The movie had similar vibes as “The Fault In Our Stars,” as the main characters in the story also have a life-threatening medical condition and fall in love. What sets “Five Feet Apart” apart from “The Fault In Our Stars,” though, was that there seems to be more development of Stella and Will as people and coming to terms with their situations, alongside their love story. The personal development of Stella and Will leaves viewers not only rooting for their love story but also supporting them in their changes of perspective to a more determined, positive outlook.
Even though I had prepared my heart for the movie, having read the book, I still cried. The scenes, the music and the acting still had me shedding tears from my eyes. There’s a sense of reality in the story, that life may not always give you what you want, but it’s what you make of it that makes it memorable and enjoyable.
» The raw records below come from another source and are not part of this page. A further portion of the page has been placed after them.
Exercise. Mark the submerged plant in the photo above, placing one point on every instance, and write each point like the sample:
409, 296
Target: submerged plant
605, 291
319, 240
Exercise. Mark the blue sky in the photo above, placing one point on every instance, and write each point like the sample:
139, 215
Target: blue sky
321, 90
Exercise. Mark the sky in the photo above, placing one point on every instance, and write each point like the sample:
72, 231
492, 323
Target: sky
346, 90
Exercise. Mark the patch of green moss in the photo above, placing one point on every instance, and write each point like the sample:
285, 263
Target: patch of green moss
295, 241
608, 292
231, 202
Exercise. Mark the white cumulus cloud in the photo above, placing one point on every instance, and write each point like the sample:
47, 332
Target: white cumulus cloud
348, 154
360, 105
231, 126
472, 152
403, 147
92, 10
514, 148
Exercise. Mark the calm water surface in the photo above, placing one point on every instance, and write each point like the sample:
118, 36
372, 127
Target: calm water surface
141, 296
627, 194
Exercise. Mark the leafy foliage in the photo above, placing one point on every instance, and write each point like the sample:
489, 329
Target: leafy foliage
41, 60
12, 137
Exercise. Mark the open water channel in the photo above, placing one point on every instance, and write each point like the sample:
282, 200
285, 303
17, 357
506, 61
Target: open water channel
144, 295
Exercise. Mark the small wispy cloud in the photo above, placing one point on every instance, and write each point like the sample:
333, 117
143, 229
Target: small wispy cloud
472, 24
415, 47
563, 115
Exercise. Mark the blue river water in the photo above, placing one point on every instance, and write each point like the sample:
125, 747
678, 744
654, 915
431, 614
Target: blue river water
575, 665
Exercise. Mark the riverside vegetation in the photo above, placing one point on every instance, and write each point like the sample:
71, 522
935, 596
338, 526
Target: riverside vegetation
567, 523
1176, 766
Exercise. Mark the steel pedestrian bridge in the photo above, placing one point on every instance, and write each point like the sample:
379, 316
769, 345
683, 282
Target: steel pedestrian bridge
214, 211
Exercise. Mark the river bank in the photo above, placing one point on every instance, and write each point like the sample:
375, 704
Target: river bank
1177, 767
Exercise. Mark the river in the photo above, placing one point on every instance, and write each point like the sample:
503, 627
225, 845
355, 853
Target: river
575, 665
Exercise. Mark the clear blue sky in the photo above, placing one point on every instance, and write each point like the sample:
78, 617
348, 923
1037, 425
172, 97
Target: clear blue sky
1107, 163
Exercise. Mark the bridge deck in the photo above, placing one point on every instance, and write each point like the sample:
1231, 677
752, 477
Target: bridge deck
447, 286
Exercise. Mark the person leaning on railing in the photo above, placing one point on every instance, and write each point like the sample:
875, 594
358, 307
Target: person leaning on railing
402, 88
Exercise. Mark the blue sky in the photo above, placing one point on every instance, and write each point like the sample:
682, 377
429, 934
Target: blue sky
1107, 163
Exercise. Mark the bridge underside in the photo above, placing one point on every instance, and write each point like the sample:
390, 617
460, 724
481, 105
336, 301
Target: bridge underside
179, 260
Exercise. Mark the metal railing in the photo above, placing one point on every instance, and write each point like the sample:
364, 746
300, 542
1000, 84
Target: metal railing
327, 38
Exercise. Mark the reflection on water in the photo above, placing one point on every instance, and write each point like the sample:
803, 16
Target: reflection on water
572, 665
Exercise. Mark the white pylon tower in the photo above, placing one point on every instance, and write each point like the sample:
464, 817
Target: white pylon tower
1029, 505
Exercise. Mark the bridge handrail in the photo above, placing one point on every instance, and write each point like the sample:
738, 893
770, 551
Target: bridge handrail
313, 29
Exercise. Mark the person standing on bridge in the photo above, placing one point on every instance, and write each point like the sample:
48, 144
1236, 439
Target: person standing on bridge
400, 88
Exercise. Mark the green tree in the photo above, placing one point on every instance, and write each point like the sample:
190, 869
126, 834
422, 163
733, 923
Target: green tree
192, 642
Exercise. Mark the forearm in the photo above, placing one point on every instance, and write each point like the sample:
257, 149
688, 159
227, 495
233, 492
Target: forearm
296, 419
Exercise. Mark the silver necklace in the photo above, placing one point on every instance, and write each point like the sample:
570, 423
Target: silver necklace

It’s a good teen romance/coming-of-age moment for both Stella and Will as they realize that it’s okay to live for themselves and to live to the fullest extent they can, as reckless as they can be, to love deeply, imagine wildly, smile crazily and explore fully.
The soundtrack was done well, matching the scenes and having them draw out more emotions already given from the acting and story. The songs were light, full of hope, leaning on a slight ethereal feel and described the feelings of first love. The sounds felt very much like a music box. You can clearly hear all the individual notes, with emphasis on string instruments as well, providing good contrast and harmony in the soundtrack.
One thing that would have been nice would have been to also see the full development of Will and Stella’s relationship, as well as the improvement of relationships with their parents. While it is understandable the love is the main part of the book and the movie, the side relationships are important as well. They also help build Will’s and Stella’s characters, too. It would have been nice to see how Will’s dynamic with his mom changed from beginning to end. The same could be said for how Stella’s parents worked through their troubles to help her.
Overall, the movie was good from beginning to end. My eyes were locked on the screen for all of the moments: the ups and downs of Will and Stella’s relationships and the antics in the hospital. It had me in my feelings, squealing for the cute moments and tears streaming down for the sad ones. For those who are suckers for sappy romances, this one’s for you.